ECLI:NL:RBONE:2013:BZ6900
Rechtbank Oost-Nederland
- Wraking
- M.C.G.J. van Well
- T.P.E.E. van Groeningen
- A.E.B. ter Heide
- Rechtspraak.nl
Wraking van rechters in strafzaak en toetsingscriteria
In deze zaak heeft verzoeker, die betrokken is bij een strafzaak, een wrakingsverzoek ingediend tegen de rechters mrs. C. van Linschoten, M.M.L.A.T. Doll en F.J.H. Hovens. Verzoeker stelt dat de rechters tijdens een regiezitting onterecht een zwaar toetsingscriterium hebben gehanteerd bij de afwijzing van zijn verzoeken om getuigen te horen en om onderzoekshandelingen te verrichten. De wrakingskamer van de rechtbank Oost-Nederland heeft het standpunt van verzoeker niet gevolgd en geoordeeld dat de rechters zich aan de wet hebben gehouden. De rechtbank heeft vastgesteld dat het wrakingsverzoek is ingediend op 27 februari 2013, na een regiezitting op 22 januari 2013 en een uitspraak op 24 januari 2013. Verzoeker heeft aangevoerd dat hij onvoldoende tijd had om zich voor te bereiden op de zitting, omdat het Openbaar Ministerie het dossier niet tijdig had toegestuurd. De rechtbank heeft deze stelling als niet onaannemelijk geacht, maar heeft desondanks geoordeeld dat het wrakingsverzoek ontvankelijk is.

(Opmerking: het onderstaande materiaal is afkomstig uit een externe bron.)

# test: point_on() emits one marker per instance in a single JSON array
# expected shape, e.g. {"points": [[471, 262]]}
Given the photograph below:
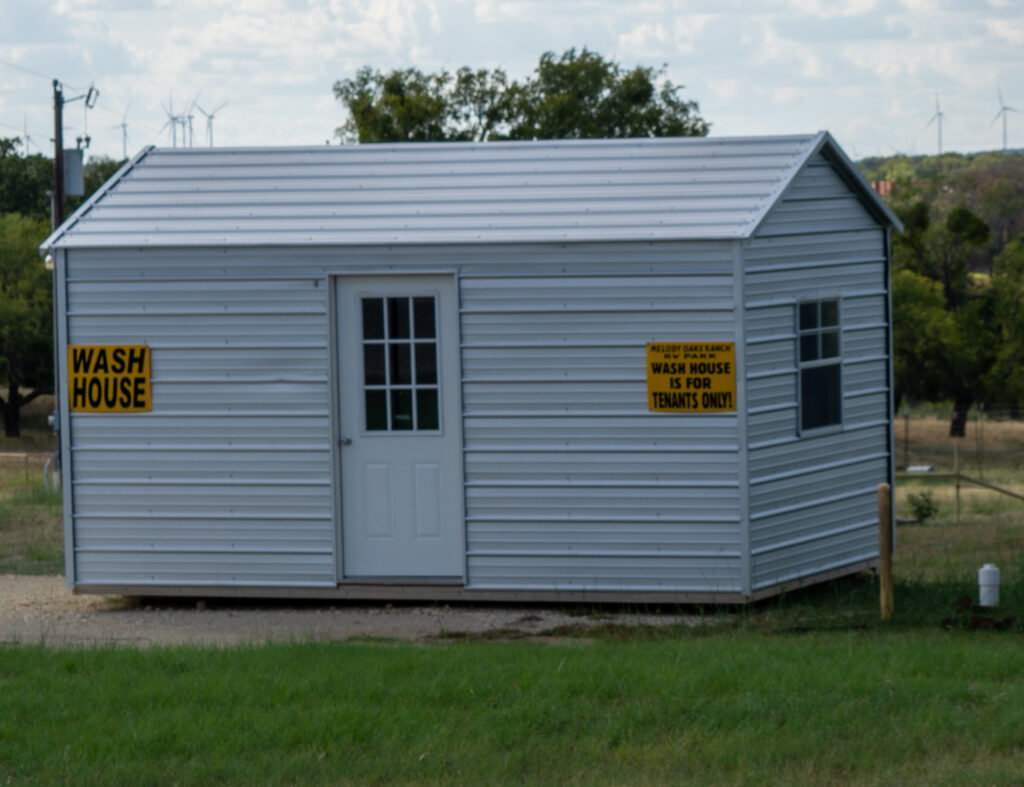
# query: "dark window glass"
{"points": [[373, 360], [423, 317], [401, 410], [829, 344], [401, 369], [373, 317], [376, 410], [397, 318], [426, 408], [808, 315], [819, 396], [426, 363], [809, 347]]}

De rechtbank heeft vervolgens de gronden van het wrakingsverzoek beoordeeld. Ten eerste heeft verzoeker aangevoerd dat de rechters onbegrijpelijke gronden hebben gehanteerd bij de afwijzing van zijn verzoeken. De rechtbank heeft echter vastgesteld dat de rechters de algemene voorschriften hebben toegepast die gelden voor reguliere zittingen en dat het noodzakelijkheidscriterium op de juiste wijze is toegepast. Ten tweede heeft verzoeker gesteld dat de rechtbank de indruk heeft gewekt dat het er niet toe doet wat er naar voren wordt gebracht ten aanzien van een mogelijk strafmaatverweer. De rechtbank heeft deze stelling verworpen en geoordeeld dat de beslissing van de rechters niet onbegrijpelijk is en dat er geen aanwijzingen zijn voor vooringenomenheid.
Uiteindelijk heeft de wrakingskamer het verzoek tot wraking afgewezen, met de overweging dat de rechters op basis van de feiten en omstandigheden objectief onpartijdig zijn geweest. De beschikking is gegeven op 28 maart 2013 en er staat geen rechtsmiddel open tegen deze beslissing.